In [None]:
!pip install plotly
!pip install spotipy

# Data 101: Choosing your next festival w/ Data

Today we will be looking at a simple end to end pipeline for extracting, transforming and analyzing data. Our starting point are summer festivals. We will leverage Spotify's API to extract **audio features** from the top tracks of headliners across 25 different European festivals in 2022.
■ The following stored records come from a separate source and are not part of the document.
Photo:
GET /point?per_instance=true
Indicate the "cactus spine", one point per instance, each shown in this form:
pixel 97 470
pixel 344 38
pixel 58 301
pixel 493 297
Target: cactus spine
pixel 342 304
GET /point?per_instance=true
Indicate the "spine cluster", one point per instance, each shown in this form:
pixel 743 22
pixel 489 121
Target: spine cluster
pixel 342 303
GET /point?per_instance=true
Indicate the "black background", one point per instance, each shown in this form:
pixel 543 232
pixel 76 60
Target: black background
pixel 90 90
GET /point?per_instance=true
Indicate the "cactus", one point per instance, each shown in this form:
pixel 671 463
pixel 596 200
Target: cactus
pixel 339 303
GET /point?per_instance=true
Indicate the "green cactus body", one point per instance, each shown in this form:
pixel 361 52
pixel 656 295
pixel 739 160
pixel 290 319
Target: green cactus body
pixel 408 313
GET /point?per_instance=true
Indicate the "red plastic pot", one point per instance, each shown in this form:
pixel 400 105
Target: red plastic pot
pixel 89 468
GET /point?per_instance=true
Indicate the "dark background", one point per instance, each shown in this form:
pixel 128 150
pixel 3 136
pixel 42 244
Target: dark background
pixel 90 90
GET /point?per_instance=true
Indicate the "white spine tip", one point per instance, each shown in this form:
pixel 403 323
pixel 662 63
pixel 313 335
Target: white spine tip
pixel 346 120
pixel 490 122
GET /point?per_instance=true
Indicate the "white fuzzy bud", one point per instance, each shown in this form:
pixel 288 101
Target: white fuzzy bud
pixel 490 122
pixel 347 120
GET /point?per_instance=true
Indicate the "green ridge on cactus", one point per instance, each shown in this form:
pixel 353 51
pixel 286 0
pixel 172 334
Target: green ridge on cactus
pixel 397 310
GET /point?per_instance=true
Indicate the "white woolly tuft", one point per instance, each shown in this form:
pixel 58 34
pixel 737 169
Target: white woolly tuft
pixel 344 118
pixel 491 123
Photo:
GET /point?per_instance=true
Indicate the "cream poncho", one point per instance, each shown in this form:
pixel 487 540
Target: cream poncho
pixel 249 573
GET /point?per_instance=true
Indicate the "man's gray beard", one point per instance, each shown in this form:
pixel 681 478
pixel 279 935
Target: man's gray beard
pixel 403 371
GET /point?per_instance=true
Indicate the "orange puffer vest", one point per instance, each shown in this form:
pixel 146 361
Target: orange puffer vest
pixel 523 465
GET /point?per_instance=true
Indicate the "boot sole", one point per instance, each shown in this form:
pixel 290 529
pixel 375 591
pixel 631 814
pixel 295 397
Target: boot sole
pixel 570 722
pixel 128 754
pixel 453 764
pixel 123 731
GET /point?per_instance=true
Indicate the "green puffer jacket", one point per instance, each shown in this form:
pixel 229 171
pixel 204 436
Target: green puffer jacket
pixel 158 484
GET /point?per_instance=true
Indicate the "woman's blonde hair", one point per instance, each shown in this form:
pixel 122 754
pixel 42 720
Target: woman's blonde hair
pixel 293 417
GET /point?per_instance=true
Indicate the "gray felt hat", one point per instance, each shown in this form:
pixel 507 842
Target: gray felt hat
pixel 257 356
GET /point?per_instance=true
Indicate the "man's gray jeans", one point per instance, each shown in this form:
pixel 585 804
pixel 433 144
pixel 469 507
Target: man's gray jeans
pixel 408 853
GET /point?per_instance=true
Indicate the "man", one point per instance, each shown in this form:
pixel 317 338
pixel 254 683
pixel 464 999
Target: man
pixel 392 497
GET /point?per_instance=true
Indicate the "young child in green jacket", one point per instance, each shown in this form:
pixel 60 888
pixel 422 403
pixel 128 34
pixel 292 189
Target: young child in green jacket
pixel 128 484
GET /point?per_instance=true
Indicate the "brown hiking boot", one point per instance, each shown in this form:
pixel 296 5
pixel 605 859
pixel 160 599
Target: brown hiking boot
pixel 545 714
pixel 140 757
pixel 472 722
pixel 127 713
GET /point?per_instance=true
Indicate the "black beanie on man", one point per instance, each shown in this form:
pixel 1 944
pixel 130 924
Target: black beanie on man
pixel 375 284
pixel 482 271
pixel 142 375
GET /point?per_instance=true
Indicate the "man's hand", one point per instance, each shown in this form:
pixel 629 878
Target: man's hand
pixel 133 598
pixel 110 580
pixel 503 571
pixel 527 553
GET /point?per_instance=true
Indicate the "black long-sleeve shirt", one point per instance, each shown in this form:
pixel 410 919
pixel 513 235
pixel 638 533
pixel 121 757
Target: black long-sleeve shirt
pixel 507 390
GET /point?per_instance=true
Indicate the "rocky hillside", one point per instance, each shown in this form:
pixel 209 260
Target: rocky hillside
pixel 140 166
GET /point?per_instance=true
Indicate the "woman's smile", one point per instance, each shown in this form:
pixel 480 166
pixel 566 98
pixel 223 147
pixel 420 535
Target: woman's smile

Our work will be divided in 3 steps:

1. **Data Extraction**: loading the festival headliner data & connecting to the Spotify API;
1. **Data Mashing**: use our extracted data to characterize each festival according to the musical characteristics of featured artists;
1. **Data Analysis**: visualize our dataset and use ML to choose a festival according to our favorite artists!

**Data Sources**
1. Festival Headliners: https://www.festicket.com/magazine/discover/top-20-music-festivals-Europe/
1. Spotify API: https://developer.spotify.com/documentation/web-api/

# Data Extraction

In this step we will load our festival headliner data and use it to extract **audio features** from each artists Top 10 tracks using the Spotify API.

## Festival/Headliner Table
Let's start loading our festival table. This data was manually scraped from *Festicket's* list of top 20 festivals in Europe for 2022. You can find the extracted data inside Google Sheets:

https://docs.google.com/spreadsheets/d/1aUiwstZKEENiw3KAT1CCCXcji1iLWdCL_HwngvLxzJc/edit?usp=sharing

We will use Pandas, a Python library for representing and manipulating tabular data, to load our spreadsheet.

In [None]:
import pandas as pd


We can use a simple renaming trick to read a Google Sheet's spreadsheet through it's sharing URL:

In [None]:
def read_from_gsheets(spreadsheet_link):
    """
    Transform Google Sheets URL into a CSV file
    """
    working_spreadsheet = spreadsheet_link.replace(
        "/edit?usp=sharing", "/export?format=csv"
    )

    return pd.read_csv(working_spreadsheet)


Now, let's use our function to read the first Festival data table:

In [None]:
tb_festivals = read_from_gsheets(
    "https://docs.google.com/spreadsheets/d/1aUiwstZKEENiw3KAT1CCCXcji1iLWdCL_HwngvLxzJc/edit?usp=sharing"
)
tb_festivals.head()


We can see this table contains each festival's line-up. Now we will see how we can use the Spotify API to enrich this data.

## Spotify API

The Spotify API is a way to connect to Spotify and extract publicly available data. It's a very rich source of musical data, allowing us to extract information from specific Artits, Albums & Tracks.

We will look at how we can use this resource to enrich our festival data, seeking information for each headliner and their top 10 tracks - but first let's see how we can connect to the Spotify API.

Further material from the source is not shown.